[Math] Find a graph $G$ with 8 vertices such that $G$ and its complement are both planar.

Question

I have no problem producing a 8 vertices planar graph $G$, but I couldn't figure out how to find complement with $G$ that's also planar.

Is there any systematic way of drawing such graph? Thanks for any help.

Answer 1

Take an $8$-cycle $v_1v_2v_3v_4v_5v_6v_7v_8v_1$ and add two more edges $v_1v_5$ and $v_2v_6.$ The resulting graph $G$ is clearly planar. I leave it to you to verify that the complement $\overline G$ is also planar. ($\overline G$ is a cube with $6$ additional edges, namely, a diagonal drawn on each face.)

Methodology? It just seemed like a good idea to start with a maximal planar graph; the more edges in the graph, the fewer edges in the complement, and the easier it will be to draw the complement in the plane.
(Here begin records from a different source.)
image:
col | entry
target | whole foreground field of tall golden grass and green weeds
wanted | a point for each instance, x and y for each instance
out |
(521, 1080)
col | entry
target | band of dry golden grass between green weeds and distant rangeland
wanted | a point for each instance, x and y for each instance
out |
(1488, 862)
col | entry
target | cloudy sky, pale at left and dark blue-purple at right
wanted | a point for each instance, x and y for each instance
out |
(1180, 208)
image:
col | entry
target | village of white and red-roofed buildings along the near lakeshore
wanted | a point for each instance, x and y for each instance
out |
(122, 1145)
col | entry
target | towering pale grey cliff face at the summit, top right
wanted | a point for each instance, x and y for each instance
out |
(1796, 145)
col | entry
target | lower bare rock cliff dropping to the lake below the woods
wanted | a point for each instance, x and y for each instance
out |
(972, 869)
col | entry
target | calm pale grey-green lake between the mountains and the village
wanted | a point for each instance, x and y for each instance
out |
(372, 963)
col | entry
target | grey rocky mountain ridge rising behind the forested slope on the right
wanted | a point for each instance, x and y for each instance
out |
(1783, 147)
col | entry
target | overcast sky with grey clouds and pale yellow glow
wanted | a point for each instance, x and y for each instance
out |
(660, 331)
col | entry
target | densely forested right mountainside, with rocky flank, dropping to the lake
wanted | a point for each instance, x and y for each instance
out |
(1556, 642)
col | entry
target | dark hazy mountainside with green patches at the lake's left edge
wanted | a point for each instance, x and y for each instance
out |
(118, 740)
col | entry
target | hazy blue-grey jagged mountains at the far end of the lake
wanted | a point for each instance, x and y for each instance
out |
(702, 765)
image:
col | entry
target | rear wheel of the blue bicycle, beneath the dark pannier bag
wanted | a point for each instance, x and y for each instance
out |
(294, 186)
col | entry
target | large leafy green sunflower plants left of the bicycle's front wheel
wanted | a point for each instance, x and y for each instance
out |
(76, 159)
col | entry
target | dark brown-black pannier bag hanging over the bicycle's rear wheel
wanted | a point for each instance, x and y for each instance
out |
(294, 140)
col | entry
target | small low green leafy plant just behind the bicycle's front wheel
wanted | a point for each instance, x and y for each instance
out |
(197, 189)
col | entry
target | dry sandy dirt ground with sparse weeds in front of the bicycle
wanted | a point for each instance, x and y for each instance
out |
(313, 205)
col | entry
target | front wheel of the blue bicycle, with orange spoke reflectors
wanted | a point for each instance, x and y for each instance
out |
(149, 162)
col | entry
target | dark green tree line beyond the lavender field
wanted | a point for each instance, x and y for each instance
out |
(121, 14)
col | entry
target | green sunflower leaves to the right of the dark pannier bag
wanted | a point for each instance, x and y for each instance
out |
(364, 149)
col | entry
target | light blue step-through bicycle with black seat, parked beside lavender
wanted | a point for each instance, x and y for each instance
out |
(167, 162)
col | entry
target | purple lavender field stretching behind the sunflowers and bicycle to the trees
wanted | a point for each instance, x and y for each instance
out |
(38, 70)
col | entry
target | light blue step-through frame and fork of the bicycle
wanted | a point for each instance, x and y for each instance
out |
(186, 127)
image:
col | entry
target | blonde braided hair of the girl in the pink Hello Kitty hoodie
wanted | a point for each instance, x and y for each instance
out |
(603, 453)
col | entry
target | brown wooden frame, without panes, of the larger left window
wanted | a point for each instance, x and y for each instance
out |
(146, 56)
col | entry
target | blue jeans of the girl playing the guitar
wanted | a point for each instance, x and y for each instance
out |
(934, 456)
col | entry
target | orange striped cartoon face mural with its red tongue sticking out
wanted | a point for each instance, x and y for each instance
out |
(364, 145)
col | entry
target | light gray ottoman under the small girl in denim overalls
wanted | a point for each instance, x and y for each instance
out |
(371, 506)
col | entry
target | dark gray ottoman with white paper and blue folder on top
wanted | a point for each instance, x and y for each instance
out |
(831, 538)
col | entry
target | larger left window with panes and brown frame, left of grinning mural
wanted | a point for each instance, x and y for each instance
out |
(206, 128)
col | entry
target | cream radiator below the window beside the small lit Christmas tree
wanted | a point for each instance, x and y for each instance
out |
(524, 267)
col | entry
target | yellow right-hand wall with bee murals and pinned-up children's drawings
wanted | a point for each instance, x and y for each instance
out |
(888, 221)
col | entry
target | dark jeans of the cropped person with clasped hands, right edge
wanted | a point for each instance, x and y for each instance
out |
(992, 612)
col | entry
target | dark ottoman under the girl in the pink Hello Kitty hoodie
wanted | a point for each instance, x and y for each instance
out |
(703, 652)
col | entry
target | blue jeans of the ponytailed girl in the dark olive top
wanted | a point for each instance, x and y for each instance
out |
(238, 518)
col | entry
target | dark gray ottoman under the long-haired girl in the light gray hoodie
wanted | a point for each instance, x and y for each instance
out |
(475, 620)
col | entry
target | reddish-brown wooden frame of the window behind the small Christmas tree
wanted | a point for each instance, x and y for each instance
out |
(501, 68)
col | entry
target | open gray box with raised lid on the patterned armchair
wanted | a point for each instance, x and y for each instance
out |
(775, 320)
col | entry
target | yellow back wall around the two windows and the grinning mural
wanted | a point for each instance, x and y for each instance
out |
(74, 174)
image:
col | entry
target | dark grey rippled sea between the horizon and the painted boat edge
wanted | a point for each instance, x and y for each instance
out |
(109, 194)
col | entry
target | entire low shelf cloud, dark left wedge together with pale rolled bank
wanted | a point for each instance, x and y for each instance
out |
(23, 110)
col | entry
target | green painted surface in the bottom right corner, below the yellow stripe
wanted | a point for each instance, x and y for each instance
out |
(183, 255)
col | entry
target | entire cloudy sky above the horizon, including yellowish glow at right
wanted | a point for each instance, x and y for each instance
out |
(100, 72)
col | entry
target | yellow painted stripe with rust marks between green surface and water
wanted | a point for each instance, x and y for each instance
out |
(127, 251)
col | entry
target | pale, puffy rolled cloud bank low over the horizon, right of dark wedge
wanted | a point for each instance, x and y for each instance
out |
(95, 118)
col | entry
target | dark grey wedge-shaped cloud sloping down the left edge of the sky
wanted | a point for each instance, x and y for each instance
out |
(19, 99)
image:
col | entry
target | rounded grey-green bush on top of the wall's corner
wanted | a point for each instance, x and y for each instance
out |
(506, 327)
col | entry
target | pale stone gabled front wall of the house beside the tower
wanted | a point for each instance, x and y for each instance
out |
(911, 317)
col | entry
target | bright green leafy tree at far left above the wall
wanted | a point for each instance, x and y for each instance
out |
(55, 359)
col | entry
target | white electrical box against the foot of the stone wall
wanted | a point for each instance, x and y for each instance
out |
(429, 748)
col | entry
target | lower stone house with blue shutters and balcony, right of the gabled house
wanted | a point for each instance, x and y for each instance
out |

So I took a cube (no particular reason, just because it's a nice planar graph with $8$ vertices) and triangulated each of the faces. The complement turned out to be a cycle plus two diagonals, which was planar and easy to describe.

P.S. To see that $G$ is planar, let $v_1=(0,0),\ v_2=(1,1),\ v_3=(1,2),\ v_4=(1,3),$
$v_5=(1,4),\ v_6 (2,4),\ v_7=(2,2),\ v_8=(2,0),$ and draw the edges $v_1v_2,\ v_2v_3,\ v_3v_4,\ v_4v_5,\ v_5v_6,\ v_6v_7,\ v_7v_8,\ v_8v_1,\ v_1v_5,\ v_2v_6$ as straight line segments.